Sure, I can give you detailed answers: 1- The answer is still ~1.7GB. You only n...

vladf · on March 31, 2024

I see, so we’re still fetching the metadata to gpu, and rescaling on gpu, just on-demand and discarding metadata when we’re done with that layer?

Why not do the same optimization for layer weights themselves?

mobicham · on March 31, 2024

Yes, correct, and that fetching operation is a non-blocking operation, once we dequantize the weights we discard it before moving to the next layer.

Technically, you can do it for the weights as well. But that wouldn't work in many situations. For example, when training with FSDP: the quantized weights stay on the device but you can still offload the meta-data (https://www.answer.ai/posts/2024-03-06-fsdp-qlora.html)

I would like to re-iterate that larger models, which would be more interesting to run at low-bits, are much less sensitive to quantization compared to a 7B. So you could potentially use a larger group-size and just keep it on device, like what is done with 4-bit and 3-bit now using a group size of 64. We just started running some experiments with a 13B llama2 and it looks very good so far (outperforming some full-precision llama2-13B-based models), let's see how far we can push it, ideally get-rid of the reshaping all together will be great.

vladf · on March 31, 2024

If you’re willing to pay for the latency cost of per layer cpu fetching/offloading, I don’t see what extreme quant buys you.

You could just do a layer-by-layer fetching scheme with 4 bit weights.

For training too, just fetch each layer twice per step as needed for fwd/bwd.

And all for hbm cost equal to one layer’s worth

mobicham · on April 1, 2024

The extreme quant buys you potentially 70x more efficient matmul via binary/ternary operations.

You still have a group-size of 64 in 4-bit fyi.And even if you keep the meta-data on-device, provided that the quality is high (which is the case for 2-bit, outperforming fp16 on certain tasks), that is a much better option compared to 4-bit even if the VRAM usage is the same.

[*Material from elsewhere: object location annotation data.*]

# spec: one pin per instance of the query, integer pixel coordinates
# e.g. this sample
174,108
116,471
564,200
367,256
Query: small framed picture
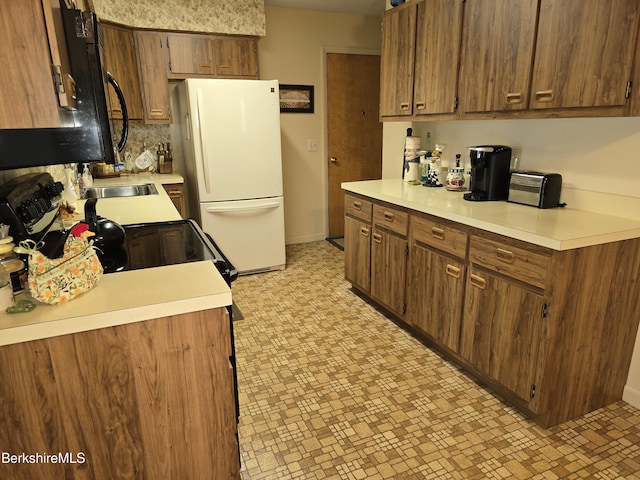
296,98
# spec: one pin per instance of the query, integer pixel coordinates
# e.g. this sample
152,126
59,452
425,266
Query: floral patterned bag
59,280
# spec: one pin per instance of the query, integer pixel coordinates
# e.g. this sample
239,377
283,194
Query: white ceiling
362,7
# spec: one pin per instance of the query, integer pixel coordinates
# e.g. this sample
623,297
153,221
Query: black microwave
89,139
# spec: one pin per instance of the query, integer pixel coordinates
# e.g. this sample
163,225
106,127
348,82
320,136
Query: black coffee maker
490,166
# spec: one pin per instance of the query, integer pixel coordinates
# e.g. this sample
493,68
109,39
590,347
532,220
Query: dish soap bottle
6,289
69,195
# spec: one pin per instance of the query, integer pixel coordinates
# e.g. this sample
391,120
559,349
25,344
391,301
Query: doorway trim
325,122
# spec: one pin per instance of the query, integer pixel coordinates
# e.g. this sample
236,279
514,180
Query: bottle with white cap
6,289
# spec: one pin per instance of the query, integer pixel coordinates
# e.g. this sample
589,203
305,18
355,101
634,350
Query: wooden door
435,299
502,330
497,52
388,270
121,61
153,67
398,54
357,252
584,53
354,128
438,39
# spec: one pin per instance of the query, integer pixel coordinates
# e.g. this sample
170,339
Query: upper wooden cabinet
584,53
212,56
152,62
396,69
437,50
32,47
190,54
497,48
518,58
121,61
235,56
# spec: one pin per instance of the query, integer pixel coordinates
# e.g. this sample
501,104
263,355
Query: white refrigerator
229,137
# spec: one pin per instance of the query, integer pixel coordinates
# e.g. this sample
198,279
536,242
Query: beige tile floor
331,389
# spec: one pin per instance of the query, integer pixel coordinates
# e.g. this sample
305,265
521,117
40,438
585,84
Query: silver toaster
537,189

Again, and I keep repeating this but it seems to be ignored every time: this is experimental work and it's still in progress. This story of small group-sizes on large models should not be an issue.

vladf · on April 1, 2024

> You still have a group-size of 64 in 4-bit fyi.

Results may vary :)

> Again, and I keep repeating this but it seems to be ignored every time: this is experimental work and it's still in progress. This story of small group-sizes on large models should not be an issue.

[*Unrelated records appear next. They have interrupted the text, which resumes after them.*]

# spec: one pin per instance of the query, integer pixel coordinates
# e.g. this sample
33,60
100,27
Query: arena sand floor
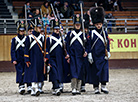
123,87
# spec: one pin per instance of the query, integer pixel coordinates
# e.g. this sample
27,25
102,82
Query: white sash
76,37
34,42
20,42
58,42
96,33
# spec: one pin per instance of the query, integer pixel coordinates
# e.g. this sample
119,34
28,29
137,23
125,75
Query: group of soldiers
77,57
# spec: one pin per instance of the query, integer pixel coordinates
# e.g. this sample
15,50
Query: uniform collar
20,36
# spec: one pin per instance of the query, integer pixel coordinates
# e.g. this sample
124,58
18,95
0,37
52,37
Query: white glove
109,55
90,59
48,69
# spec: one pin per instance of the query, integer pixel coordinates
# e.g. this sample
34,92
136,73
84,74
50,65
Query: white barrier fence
129,25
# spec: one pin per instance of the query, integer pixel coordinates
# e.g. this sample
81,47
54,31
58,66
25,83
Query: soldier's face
98,25
77,26
21,32
56,31
30,31
38,29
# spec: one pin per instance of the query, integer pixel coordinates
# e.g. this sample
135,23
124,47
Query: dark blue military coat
76,51
34,55
56,55
17,54
98,71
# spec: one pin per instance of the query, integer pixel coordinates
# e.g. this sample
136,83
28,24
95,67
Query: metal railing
126,24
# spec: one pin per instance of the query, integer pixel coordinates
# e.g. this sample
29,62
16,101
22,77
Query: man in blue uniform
100,50
56,54
17,56
34,59
75,48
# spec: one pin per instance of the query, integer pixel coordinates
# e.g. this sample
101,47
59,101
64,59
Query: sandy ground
123,87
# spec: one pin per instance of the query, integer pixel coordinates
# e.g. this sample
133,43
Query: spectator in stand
66,10
76,5
30,16
117,5
37,14
57,5
28,10
51,17
46,22
46,8
110,23
87,18
103,3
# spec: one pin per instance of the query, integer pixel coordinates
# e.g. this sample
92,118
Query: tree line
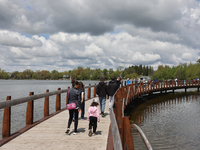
181,72
78,73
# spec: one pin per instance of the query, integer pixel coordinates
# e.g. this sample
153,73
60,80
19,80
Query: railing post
89,92
58,99
118,115
6,120
94,90
128,139
46,105
29,111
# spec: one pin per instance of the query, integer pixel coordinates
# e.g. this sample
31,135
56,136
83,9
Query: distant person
93,117
102,91
74,97
82,95
128,82
118,81
176,81
112,88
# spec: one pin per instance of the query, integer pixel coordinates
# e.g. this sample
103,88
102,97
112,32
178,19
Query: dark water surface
22,88
170,122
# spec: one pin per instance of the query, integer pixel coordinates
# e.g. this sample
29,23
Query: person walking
93,117
112,88
128,82
118,81
82,95
102,91
74,97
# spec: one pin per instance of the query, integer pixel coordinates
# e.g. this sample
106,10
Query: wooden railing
123,97
6,105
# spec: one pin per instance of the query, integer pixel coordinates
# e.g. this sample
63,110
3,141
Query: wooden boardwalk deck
50,134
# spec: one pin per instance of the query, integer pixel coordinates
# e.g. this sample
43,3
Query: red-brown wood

Apologies if something I said (or I guess did not say...) offended you! It's a hypothetical, and one IME is not so easy to achieve, but maybe you have different results. So I didn't want to comment on this, maybe it's possible (but LLMs don't scale up as easily in terms of quantization than other networks like image classifiers, in my experience).

> The extreme quant buys you potentially 70x more efficient matmul via binary/ternary operations.

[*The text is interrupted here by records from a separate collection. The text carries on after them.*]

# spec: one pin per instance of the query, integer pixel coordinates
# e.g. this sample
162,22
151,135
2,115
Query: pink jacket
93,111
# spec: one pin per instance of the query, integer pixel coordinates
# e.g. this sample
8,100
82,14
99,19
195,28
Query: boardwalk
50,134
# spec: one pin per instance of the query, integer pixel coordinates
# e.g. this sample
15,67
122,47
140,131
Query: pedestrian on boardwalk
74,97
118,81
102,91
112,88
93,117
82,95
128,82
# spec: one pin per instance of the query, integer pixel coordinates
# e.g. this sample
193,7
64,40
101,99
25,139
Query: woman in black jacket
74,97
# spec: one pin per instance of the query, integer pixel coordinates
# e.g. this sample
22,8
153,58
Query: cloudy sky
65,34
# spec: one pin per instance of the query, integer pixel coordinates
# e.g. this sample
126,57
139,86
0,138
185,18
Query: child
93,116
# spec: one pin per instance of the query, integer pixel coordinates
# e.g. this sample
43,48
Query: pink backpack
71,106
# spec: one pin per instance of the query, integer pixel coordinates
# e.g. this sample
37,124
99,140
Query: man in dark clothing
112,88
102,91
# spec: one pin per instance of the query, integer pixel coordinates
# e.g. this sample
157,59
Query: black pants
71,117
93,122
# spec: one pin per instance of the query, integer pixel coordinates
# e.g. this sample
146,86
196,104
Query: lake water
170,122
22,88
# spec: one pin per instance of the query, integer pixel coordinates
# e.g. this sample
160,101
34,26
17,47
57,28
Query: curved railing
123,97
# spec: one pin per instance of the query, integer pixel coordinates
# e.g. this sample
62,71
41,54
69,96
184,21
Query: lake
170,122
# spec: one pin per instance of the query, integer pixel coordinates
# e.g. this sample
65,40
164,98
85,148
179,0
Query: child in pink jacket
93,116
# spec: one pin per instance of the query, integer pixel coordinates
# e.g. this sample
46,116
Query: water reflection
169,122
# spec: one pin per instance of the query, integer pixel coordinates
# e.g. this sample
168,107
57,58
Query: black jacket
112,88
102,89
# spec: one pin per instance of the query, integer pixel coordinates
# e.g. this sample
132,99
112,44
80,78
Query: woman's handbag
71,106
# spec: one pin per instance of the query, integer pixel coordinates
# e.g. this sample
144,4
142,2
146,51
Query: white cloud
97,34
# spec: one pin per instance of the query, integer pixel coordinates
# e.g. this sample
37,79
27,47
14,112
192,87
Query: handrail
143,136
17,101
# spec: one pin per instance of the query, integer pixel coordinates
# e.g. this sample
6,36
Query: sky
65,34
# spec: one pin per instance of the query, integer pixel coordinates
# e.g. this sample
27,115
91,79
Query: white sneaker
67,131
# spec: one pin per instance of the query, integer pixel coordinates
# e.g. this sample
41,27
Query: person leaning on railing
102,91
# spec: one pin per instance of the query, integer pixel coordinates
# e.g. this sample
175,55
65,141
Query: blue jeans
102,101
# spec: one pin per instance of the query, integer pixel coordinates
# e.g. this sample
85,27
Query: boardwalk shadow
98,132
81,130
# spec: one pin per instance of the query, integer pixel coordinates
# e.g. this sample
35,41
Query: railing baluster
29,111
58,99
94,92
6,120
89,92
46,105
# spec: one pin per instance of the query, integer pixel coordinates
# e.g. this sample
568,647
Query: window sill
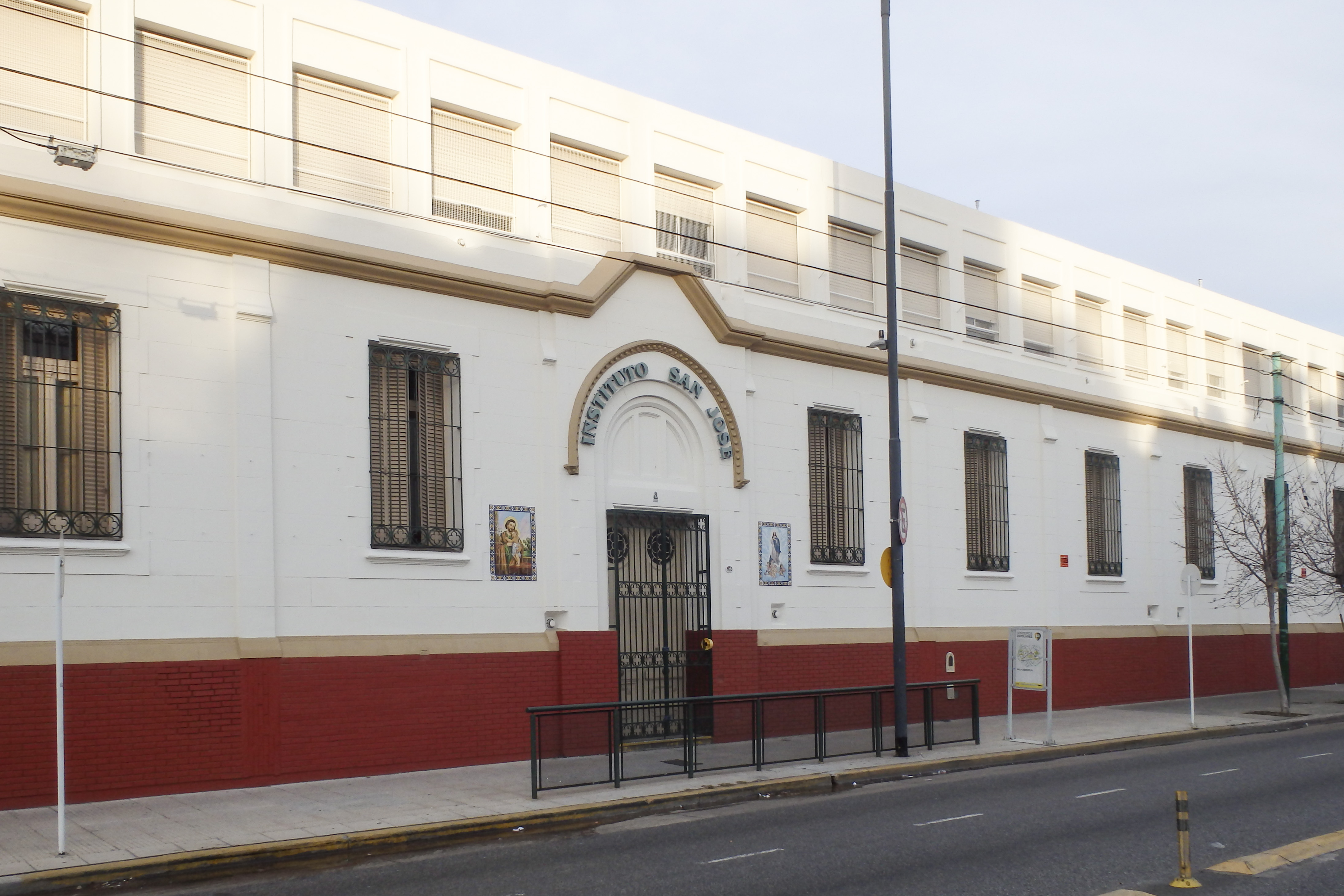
75,549
419,558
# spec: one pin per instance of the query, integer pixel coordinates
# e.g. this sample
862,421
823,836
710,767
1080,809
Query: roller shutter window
1178,359
1088,319
987,503
1136,346
1105,551
851,269
45,42
982,291
772,249
1254,379
474,171
171,75
685,214
1199,519
920,303
60,418
1038,319
1216,367
343,142
416,449
835,487
585,201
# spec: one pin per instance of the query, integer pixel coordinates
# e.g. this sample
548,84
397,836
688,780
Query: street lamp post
898,567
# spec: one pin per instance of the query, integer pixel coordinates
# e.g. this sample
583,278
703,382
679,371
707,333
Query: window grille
474,167
685,224
355,123
199,81
1178,362
920,303
1272,530
772,249
416,449
1136,346
1199,519
851,269
982,288
987,503
1088,319
835,487
48,44
587,195
1214,366
60,418
1038,319
1105,553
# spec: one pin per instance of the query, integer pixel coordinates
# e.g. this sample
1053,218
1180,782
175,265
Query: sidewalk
129,829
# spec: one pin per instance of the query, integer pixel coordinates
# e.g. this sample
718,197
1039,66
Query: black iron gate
661,565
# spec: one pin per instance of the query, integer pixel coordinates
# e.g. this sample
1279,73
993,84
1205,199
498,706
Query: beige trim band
676,354
96,213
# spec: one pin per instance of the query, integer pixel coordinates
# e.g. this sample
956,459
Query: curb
335,849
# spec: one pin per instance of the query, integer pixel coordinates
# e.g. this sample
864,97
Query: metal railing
583,745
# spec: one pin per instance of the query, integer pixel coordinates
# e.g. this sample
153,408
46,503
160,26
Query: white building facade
367,365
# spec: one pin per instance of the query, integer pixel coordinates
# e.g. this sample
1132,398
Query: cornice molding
96,213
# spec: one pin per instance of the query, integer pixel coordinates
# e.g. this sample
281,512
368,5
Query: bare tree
1244,535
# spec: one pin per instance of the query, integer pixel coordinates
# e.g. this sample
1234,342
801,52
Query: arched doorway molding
612,359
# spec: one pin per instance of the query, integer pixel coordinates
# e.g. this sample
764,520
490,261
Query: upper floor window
835,487
772,249
1199,519
1136,344
415,449
685,222
982,289
987,503
920,303
60,418
1105,551
851,268
1216,367
585,201
48,44
1088,320
474,171
342,142
1178,357
1038,318
174,75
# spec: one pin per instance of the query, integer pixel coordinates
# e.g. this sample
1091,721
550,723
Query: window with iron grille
835,487
987,503
1199,519
60,418
416,449
1105,554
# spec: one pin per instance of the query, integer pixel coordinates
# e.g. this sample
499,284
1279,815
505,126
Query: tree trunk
1273,649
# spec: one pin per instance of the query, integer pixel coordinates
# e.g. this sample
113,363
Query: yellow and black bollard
1183,841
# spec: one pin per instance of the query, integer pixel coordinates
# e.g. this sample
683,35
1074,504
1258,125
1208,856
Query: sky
1203,139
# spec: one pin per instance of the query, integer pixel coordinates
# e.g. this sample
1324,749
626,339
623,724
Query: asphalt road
1066,828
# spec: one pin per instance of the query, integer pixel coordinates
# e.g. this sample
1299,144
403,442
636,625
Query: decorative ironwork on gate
662,580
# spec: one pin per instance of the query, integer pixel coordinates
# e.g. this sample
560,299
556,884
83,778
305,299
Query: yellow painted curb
1301,851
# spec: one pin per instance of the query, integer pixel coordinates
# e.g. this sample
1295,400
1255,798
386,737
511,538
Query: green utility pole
1280,518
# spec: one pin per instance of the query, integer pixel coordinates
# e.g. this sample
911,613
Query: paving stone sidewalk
159,825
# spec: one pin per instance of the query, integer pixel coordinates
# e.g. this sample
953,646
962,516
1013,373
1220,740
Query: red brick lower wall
173,727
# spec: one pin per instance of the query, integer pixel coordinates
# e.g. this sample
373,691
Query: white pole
1050,690
61,696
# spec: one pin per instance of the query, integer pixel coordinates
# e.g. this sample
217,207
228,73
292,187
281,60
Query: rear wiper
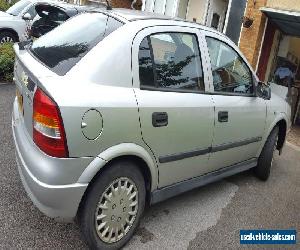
24,45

To be clear, such hardware does not yet exist, and it's unclear if you really can have more efficient binary/ternary matmul if you need high-precision accumulators and more frequent broadcasting shiftss. It's again a complicated hardware question to answer if the sum total latency of doing many high-precision accumulations and many scales/shifts will be smaller (or, chip-area-wise, even feasible to implement), compared to a 4-bit baseline.